In Australia, 37 people are diagnosed with Parkinson’s each day.
The statistic hits close to home for IHMRI researcher Dr. Claire Stevens, whose father Graham lives with Parkinson’s.
“I completed my PhD in Parkinson’s disease because of my Dad. I figured if I’m going to spend my life, or at least three and a half years researching something, I wanted it to be for a really good reason,” she said.
Graham has lived with Parkinson’s for nearly twenty years. Five years ago he received deep brain stimulation: electrical signals implanted into the brain. The procedure significantly improved Graham’s most debilitating symptoms – his ability to walk and tremors. However, the procedure is a once off treatment. As with neurodegenerative disorders, the brain will continue to get worse over time.
Dr. Stevens said that raising awareness helps the community understand how vital research funds are for her, on a career and a personal level.

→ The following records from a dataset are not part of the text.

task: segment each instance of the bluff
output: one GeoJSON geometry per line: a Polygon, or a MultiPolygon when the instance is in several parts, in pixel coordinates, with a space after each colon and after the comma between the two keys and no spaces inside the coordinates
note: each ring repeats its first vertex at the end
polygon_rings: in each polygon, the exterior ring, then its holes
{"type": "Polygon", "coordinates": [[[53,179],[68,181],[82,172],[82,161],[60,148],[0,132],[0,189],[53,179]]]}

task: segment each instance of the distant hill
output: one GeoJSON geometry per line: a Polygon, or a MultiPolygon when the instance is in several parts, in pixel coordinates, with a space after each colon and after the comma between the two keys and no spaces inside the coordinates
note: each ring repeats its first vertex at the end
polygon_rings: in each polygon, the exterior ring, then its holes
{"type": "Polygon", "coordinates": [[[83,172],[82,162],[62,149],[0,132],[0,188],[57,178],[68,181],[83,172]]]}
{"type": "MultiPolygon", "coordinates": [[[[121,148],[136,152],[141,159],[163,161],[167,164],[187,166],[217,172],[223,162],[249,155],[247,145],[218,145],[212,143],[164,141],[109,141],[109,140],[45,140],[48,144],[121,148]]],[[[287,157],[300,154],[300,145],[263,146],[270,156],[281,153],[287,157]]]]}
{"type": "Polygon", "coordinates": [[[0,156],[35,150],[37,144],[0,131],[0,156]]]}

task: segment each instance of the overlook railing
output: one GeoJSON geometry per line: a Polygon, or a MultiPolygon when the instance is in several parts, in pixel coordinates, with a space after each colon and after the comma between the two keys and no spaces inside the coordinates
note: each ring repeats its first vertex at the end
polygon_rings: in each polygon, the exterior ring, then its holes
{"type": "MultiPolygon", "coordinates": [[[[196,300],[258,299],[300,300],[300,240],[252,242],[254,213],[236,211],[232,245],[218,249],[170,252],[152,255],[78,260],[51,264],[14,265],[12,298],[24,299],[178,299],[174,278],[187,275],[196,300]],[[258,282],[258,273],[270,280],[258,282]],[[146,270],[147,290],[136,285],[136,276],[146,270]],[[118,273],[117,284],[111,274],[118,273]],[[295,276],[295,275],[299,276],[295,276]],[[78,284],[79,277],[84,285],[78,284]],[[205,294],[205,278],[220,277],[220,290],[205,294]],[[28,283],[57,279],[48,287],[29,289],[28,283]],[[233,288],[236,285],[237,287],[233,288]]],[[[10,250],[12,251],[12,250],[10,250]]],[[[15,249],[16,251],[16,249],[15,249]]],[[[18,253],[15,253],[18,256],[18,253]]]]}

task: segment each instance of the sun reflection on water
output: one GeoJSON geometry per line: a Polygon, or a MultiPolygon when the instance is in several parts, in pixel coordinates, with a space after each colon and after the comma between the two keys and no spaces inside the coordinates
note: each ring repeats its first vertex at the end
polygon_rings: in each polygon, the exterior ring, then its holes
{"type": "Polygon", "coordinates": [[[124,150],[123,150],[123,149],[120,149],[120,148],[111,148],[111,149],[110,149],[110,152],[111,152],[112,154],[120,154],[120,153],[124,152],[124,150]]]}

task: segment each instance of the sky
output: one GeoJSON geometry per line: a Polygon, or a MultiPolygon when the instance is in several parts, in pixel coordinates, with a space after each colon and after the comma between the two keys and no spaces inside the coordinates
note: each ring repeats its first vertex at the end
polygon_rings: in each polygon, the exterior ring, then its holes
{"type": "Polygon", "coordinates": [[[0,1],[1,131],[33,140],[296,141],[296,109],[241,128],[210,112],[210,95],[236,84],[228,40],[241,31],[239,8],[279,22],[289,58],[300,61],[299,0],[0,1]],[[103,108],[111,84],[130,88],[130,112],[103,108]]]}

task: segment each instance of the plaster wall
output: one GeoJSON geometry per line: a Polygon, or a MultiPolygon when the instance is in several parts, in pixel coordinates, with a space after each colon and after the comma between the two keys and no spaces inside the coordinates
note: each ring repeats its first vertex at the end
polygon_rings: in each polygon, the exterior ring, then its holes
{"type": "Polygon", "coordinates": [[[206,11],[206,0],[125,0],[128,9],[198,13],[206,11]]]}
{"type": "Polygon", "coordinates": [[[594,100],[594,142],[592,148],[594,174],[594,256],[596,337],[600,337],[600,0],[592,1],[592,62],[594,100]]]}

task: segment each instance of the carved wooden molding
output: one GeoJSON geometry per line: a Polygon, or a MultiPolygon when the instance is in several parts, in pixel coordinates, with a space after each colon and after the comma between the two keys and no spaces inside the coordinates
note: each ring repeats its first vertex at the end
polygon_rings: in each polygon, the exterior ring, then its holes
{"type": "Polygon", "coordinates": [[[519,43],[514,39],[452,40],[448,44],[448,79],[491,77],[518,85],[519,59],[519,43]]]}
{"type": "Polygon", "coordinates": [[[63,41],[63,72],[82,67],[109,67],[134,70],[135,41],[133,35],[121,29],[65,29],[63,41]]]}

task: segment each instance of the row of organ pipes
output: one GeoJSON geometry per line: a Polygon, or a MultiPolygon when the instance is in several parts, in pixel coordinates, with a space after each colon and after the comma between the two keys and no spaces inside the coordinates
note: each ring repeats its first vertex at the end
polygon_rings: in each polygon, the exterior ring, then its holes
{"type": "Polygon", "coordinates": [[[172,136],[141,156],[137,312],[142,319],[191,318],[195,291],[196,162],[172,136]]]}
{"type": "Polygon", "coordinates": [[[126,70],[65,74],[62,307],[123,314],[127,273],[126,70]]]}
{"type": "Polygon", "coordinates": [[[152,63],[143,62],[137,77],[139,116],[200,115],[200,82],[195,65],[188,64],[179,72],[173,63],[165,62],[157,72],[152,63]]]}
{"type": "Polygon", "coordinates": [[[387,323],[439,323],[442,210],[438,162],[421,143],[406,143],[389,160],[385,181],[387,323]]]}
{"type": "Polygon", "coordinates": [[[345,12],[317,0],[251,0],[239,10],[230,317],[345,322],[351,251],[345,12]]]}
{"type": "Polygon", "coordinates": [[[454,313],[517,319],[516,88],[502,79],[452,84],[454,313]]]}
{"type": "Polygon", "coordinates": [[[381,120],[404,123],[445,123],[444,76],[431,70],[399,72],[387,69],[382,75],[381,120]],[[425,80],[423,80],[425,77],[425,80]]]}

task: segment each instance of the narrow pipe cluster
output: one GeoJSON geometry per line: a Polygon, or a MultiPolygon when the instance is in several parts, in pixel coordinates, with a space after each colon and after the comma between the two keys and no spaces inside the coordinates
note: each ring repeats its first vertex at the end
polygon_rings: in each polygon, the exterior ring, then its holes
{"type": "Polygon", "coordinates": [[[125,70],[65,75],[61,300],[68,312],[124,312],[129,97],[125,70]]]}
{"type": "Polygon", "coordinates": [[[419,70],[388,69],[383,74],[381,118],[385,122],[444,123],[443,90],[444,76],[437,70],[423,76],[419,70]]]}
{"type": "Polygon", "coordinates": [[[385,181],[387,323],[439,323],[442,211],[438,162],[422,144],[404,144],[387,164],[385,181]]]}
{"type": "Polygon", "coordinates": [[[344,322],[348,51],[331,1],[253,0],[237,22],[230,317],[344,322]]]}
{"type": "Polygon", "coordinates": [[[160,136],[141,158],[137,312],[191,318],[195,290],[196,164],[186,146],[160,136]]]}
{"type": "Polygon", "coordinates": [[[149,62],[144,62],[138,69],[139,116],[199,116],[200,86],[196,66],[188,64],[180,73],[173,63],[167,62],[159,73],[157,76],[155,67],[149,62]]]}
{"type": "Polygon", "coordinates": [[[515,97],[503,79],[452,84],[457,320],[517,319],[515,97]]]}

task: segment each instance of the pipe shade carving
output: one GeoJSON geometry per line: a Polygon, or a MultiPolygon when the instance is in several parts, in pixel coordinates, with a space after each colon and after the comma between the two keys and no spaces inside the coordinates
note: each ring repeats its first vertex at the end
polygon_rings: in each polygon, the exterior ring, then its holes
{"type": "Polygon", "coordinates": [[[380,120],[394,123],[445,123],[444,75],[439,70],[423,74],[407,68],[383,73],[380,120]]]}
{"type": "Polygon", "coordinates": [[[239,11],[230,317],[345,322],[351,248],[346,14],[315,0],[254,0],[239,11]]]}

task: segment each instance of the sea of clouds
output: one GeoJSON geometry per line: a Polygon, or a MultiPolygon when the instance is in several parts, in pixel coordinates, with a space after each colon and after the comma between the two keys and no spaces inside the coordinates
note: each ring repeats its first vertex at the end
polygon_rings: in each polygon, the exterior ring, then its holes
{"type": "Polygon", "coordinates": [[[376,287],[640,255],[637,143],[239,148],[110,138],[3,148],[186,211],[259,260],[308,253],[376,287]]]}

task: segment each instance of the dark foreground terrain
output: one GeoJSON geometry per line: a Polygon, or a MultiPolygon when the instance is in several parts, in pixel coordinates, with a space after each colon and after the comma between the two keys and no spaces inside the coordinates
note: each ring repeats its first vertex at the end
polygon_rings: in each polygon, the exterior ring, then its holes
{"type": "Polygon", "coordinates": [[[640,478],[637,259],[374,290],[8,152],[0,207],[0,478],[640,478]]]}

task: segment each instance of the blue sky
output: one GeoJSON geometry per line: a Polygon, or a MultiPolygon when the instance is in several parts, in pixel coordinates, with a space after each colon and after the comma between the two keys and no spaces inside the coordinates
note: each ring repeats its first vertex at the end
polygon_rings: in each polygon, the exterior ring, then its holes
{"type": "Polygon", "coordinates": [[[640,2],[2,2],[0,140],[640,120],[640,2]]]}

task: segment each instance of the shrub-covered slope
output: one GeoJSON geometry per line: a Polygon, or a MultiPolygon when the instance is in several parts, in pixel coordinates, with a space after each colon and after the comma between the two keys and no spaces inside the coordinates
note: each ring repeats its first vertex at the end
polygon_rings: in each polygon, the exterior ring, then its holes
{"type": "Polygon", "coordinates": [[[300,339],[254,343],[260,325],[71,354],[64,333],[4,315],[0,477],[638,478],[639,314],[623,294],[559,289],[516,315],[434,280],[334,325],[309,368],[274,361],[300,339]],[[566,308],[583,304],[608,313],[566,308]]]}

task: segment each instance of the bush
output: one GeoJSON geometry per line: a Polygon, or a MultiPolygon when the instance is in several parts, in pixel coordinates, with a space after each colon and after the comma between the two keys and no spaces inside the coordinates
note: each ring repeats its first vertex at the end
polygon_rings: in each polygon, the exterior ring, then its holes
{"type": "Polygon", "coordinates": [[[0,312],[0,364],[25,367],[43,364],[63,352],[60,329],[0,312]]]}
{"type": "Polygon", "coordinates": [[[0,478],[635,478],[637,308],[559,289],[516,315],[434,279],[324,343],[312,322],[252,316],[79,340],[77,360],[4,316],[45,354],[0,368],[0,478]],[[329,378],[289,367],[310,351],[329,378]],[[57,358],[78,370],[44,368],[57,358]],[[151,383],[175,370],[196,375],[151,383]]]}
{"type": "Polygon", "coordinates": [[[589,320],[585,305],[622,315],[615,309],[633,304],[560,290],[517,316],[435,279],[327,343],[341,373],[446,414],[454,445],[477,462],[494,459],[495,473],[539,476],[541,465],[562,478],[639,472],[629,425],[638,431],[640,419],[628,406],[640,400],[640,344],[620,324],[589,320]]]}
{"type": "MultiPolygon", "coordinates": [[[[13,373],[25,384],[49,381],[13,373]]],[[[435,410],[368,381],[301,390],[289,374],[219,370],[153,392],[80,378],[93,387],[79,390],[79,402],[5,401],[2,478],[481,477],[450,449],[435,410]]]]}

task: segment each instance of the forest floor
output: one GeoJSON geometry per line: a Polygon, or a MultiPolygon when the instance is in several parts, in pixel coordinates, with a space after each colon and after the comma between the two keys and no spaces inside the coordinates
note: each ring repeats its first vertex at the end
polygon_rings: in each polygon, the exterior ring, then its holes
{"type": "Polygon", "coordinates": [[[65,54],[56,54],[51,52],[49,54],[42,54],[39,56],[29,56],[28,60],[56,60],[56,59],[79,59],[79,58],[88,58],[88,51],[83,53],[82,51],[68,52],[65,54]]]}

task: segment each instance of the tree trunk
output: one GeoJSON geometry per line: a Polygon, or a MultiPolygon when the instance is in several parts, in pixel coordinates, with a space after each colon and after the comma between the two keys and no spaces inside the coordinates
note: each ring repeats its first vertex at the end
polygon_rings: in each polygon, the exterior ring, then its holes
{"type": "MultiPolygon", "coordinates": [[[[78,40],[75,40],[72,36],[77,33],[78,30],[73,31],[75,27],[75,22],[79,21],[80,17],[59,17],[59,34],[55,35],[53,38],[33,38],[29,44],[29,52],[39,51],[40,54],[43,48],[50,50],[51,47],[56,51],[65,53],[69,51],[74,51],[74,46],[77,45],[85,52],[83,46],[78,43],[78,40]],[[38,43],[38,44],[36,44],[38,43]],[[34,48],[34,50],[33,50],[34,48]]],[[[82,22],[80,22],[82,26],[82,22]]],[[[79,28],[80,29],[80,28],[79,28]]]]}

“Without past medical research we wouldn’t have the medication or deep brain stimulation my dad received. We need more funding and more fabulous research so we can get closer to that cure. If not a cure, better treatments will give people a better quality of life for longer,” she said.
For Dr. Stevens, Parkinson’s Disease Awareness Day is about about hope and action.
“It is about highlighting the amazing work done by Parkinson’s organisations, support groups, healthcare workers and researchers. It helps people with Parkinson’s and their families know where they can go to access support and resources, and ultimately feel confident that they do not fight alone,” she said.
Research in the Illawarra
Professor Heath Ecroyd is a lead Parkinson’s Disease researcher at IHMRI.
His research involves understanding the disease at the molecular level.
“By understanding what causes the disease, we can try and find ways to stop this from happening, and hopefully a treatment,” he said.
“By finding drugs that can make a difference, I hope that one day people diagnosed with diseases such as Parkinson’s disease do not have to be told they are fighting a debilitating and progressive disorder. Instead, I hope those people can be offered a treatment. “
Professor Ecroyd said community awareness is vital in making a difference.
“The research we are doing right here in the Illawarra is world class and can make a difference. By engaging with the community, including people suffering from Parkinson’s disease and their families, it highlights to us how important our work is to people’s lives and it inspires us to work harder towards a treatment.”